Although the CVSS score is 4.3 (MEDIUM), the vulnerability merits prompt attention because it directly enables session hijacking and cross-origin data theft—two of the most damaging outcomes for web-reliant organizations. The attack surface is universal (any website visit), user interaction is required but routine, and the patch is simple to deploy. Delayed patching leaves all Chrome users on Windows exposed to targeted attacks, especially those working with sensitive SaaS or internal web applications. The vulnerability is not yet in active public exploitation (not in the KEV catalog), but disclosure is public and proof-of-concept development is likely. A 2–4 week patching window is reasonable for most organizations; critical teams handling highly sensitive data should prioritize faster rollout.

Risk score, explained

The CVSS v3.1 score of 4.3 reflects the network attack vector (AV:N), low attack complexity (AC:L), no privilege requirement (PR:N), and required user interaction (UI:R). The impact is limited to confidentiality (C:L), with no integrity or availability impact. While Chromium's internal severity is High, CVSS penalizes the user-interaction requirement and the scope limitation (unchanged origin), resulting in a MEDIUM overall score. This score appropriately captures that the vulnerability is serious enough to warrant immediate patching but does not pose systemic risk to infrastructure or render systems unstoppable—the damage is measurable but bounded.

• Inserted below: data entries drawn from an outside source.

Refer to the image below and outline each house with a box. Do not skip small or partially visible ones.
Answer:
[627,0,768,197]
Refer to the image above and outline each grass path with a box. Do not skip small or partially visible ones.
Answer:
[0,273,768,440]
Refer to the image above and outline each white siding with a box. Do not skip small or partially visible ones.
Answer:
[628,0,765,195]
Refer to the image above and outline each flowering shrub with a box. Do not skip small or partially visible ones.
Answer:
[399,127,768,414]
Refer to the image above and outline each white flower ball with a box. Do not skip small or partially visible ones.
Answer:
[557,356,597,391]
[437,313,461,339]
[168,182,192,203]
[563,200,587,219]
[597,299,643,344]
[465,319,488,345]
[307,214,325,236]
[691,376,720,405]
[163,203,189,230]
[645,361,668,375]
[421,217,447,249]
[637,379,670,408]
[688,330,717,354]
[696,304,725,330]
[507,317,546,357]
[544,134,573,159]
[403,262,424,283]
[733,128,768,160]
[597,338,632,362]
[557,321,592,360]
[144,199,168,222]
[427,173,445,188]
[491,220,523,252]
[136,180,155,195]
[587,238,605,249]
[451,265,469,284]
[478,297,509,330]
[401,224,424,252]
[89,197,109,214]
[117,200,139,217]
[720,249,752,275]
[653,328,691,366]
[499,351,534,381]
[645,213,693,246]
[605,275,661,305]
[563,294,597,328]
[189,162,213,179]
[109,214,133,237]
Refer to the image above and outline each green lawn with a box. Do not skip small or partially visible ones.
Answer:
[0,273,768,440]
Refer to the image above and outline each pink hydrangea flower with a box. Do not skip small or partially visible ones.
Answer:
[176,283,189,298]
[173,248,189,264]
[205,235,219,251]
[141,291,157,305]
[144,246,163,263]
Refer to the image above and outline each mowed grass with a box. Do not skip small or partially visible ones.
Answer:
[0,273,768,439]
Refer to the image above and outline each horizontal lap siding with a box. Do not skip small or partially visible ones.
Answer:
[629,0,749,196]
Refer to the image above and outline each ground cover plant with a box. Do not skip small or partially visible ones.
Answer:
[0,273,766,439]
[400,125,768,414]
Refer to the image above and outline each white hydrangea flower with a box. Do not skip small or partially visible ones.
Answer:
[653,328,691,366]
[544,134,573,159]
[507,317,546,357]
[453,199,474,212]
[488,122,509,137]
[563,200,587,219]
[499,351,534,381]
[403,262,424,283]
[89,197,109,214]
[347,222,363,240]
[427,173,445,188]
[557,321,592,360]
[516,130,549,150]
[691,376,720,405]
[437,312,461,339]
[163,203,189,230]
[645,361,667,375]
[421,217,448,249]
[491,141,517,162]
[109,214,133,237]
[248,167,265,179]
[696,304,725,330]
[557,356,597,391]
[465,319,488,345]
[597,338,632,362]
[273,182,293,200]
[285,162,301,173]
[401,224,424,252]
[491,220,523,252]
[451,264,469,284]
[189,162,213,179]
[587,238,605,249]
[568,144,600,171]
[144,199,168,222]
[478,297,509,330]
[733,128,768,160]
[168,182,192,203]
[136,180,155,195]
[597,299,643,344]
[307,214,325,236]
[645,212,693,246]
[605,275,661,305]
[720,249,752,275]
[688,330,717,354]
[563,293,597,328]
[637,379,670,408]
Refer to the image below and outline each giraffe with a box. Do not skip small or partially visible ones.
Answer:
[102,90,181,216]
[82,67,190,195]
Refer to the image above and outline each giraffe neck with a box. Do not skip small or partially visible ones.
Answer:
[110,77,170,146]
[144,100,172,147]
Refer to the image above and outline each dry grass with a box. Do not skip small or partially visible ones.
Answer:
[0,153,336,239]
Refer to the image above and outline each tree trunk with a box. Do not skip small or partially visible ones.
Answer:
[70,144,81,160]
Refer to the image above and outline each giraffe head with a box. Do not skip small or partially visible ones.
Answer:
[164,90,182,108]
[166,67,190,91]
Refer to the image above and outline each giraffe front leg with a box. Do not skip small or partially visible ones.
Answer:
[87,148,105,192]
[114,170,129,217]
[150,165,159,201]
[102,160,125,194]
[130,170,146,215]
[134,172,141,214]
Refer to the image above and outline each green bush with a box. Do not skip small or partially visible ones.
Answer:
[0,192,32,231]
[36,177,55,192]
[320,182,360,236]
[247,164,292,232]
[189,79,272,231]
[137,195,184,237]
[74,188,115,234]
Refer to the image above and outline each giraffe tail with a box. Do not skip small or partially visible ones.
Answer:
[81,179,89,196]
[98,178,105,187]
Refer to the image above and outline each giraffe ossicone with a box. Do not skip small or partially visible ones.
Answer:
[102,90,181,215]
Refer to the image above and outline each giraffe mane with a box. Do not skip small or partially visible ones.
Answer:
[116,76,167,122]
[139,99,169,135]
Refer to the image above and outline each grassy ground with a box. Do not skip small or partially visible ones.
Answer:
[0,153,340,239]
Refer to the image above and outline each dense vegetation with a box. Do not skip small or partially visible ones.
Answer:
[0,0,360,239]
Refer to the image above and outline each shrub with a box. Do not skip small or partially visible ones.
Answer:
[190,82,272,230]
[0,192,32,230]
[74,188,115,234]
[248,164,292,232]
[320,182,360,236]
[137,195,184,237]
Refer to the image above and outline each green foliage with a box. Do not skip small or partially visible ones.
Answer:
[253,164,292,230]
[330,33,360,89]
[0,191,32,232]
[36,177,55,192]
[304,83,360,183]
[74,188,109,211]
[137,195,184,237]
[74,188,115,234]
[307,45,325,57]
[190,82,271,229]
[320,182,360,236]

Frequently asked questions

If I'm running Chrome on macOS or Linux, am I affected?

No. This vulnerability is specific to Windows. Chrome on macOS, Linux, iOS, and Android does not contain this flaw. However, if you manage a mixed-platform environment, ensure that all Windows users are on 149.0.7827.103 or later.

Does this vulnerability allow an attacker to steal my password or infect my computer?

No. This flaw enables theft of session tokens and data already loaded in your browser from other websites. It does not allow password exfiltration directly, malware installation, or file system compromise. However, stolen session tokens can grant unauthorized access to your accounts. Changing passwords and reviewing account activity after a suspected attack is prudent.

Can I disable WebGPU or graphics acceleration to stay safe while waiting to patch?

Disabling graphics acceleration is not necessary and is not recommended. The patch is the only reliable mitigation. Disabling features may degrade browser performance and is likely to be reversed by auto-updates anyway. Update as soon as possible instead.

How do I verify that my Chrome update was successful?

Open Chrome and navigate to Help > About Google Chrome (or chrome://settings/help). The browser will automatically check for updates and display your current version. You should see version 149.0.7827.103 or higher. If an update is pending, the page will prompt you to relaunch the browser to apply it.

This analysis is provided for informational and educational purposes and does not constitute legal, compliance, or professional security advice. Organizations must independently verify all technical details, patch versions, and affected product lists against vendor advisories and conduct their own risk assessments. SEC.co does not guarantee the accuracy, completeness, or timeliness of this content. Patching decisions should align with your organization's change management and risk governance processes. No liability is assumed for actions taken or omitted based on this information. Source: NVD (public-domain), retrieved 2026-07-15. Analysis generated by SEC.co (claude-haiku-4-5).